For tree planting, rototill an area about 3 to 5 times the diameter of the root ball of the tree to be planted. Add about 30% compost by volume to the area and mix thoroughly outside the hole with the native soil. Place the tree into the hole and use the compost amended soil mixture as a backfill around the root ball. Remove excess soil and water thoroughly.
For lawns that are going to be seeded or sodded, apply about 2 1/2 to 5 cm (1” - 2”) of compost and rototill to a depth of 12 cm (5”). For seeded lawns, apply seed and then a slight dusting of compost to cover seed. For sod and seeded lawns, thorough irrigation is necessary.
Use compost as mulch around trees and plants to retain moisture and suppress weeds.
- For mulch applications around annuals, perennials and other landscape plants, a 5 cm (2”) layer of compost is optimum. Apply compost and rake to achieve an even application. Avoid over or under mulching because other problems can arise, such as smothering of root systems. Arrange mulch so water flows away from trunks, reducing chances for crown rot. Finer-textured composts do not suppress weeds as well as coarse-textured composts.
Use compost as topdressing for existing lawns.
- For best results, aerate the entire area before topdressing using a commercially available aerator. For topdressing, spread 1/3 to 1 1/4 cm (1/8” to 1/2”) of mature compost evenly over the area using a rake. Water thoroughly. The water helps the compost move through the thatch layer to the soil surface and into aeration holes where it can help retain valuable moisture.

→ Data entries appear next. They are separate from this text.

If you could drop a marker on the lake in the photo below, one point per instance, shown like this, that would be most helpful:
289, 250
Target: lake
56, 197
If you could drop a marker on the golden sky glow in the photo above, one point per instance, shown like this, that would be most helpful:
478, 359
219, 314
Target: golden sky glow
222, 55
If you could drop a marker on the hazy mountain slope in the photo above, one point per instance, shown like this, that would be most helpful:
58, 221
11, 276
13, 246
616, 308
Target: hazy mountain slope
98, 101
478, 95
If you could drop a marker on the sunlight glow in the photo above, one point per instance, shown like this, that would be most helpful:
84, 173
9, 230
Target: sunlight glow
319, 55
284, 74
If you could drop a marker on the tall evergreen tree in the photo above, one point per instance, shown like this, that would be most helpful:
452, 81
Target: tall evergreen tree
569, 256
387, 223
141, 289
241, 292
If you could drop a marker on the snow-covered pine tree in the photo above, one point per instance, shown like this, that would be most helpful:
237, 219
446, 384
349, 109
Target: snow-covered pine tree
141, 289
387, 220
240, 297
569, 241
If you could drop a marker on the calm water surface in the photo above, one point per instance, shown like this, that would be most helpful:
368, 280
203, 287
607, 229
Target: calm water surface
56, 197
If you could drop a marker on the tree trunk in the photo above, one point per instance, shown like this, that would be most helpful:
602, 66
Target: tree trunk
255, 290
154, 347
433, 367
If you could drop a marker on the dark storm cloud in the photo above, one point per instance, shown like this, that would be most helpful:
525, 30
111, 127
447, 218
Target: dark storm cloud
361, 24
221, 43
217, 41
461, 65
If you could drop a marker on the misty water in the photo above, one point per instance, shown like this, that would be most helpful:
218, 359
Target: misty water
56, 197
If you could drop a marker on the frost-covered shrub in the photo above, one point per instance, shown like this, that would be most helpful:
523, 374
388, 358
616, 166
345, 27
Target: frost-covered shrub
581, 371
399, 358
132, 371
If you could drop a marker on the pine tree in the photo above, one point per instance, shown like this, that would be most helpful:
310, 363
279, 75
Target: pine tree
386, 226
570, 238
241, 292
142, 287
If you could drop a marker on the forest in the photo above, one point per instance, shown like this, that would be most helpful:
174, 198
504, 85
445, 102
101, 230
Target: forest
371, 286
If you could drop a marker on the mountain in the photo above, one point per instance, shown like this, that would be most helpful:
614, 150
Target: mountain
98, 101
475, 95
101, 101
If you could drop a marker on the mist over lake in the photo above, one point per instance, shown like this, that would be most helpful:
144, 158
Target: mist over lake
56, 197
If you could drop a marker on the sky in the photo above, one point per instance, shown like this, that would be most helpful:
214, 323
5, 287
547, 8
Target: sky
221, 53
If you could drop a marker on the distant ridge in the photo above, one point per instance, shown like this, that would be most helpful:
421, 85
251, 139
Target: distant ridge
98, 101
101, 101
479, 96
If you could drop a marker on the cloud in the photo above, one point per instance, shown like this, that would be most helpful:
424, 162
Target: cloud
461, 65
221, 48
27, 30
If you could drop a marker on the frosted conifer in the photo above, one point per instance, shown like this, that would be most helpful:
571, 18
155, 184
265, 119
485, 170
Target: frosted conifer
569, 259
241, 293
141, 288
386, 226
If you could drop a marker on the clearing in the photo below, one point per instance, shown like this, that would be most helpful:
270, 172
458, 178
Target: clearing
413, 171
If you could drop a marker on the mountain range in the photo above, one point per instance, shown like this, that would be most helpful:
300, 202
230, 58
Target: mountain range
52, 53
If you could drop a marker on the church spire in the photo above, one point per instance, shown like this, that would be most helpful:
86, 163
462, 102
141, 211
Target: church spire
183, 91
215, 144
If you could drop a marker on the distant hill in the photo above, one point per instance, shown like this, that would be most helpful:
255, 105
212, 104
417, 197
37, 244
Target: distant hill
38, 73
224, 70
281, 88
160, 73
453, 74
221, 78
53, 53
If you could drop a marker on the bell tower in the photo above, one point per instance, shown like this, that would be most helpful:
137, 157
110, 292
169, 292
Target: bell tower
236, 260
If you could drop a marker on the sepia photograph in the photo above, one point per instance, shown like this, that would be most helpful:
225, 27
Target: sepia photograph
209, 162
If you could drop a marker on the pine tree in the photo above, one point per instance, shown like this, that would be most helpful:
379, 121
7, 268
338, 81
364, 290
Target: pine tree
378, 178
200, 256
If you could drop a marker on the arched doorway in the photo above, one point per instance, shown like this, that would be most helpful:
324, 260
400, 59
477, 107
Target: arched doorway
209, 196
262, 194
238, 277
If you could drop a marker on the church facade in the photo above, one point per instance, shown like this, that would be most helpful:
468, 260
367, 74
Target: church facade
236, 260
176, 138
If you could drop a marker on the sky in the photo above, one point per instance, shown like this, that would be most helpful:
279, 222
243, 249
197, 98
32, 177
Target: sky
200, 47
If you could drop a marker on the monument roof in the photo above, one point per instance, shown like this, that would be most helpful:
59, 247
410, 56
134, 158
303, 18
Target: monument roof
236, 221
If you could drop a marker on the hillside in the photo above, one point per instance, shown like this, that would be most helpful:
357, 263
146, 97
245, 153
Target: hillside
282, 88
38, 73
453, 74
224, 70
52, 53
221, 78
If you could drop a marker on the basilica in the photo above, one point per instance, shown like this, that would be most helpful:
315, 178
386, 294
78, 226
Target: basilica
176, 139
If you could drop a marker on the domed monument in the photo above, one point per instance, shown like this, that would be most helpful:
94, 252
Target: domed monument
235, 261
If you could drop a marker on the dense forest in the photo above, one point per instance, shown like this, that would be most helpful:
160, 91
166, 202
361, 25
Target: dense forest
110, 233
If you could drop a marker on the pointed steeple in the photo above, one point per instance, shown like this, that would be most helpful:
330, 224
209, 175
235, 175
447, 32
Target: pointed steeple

Use compost on houseplants, as part of a seed starting mix and to use with other potting materials.
Make a liquid compost or “compost tea” and use it as a soil drench to keep plants healthy and vigorous throughout the season.
- Liquid compost provides an immediate boost for your plants. It’s simple to make and easy to use. Fill a cloth bag with dry compost and put it in a barrel or bucket of water. Your mixture should be about one part compost to five parts water. Let it steep outside for a week, swirling it around a few times each day and making sure that the “tea bag” keeps submerged. Each week, you can then pour the “tea” over your soil around your plants. Put the left over compost from the bag either back into your backyard composter or spread it in the garden.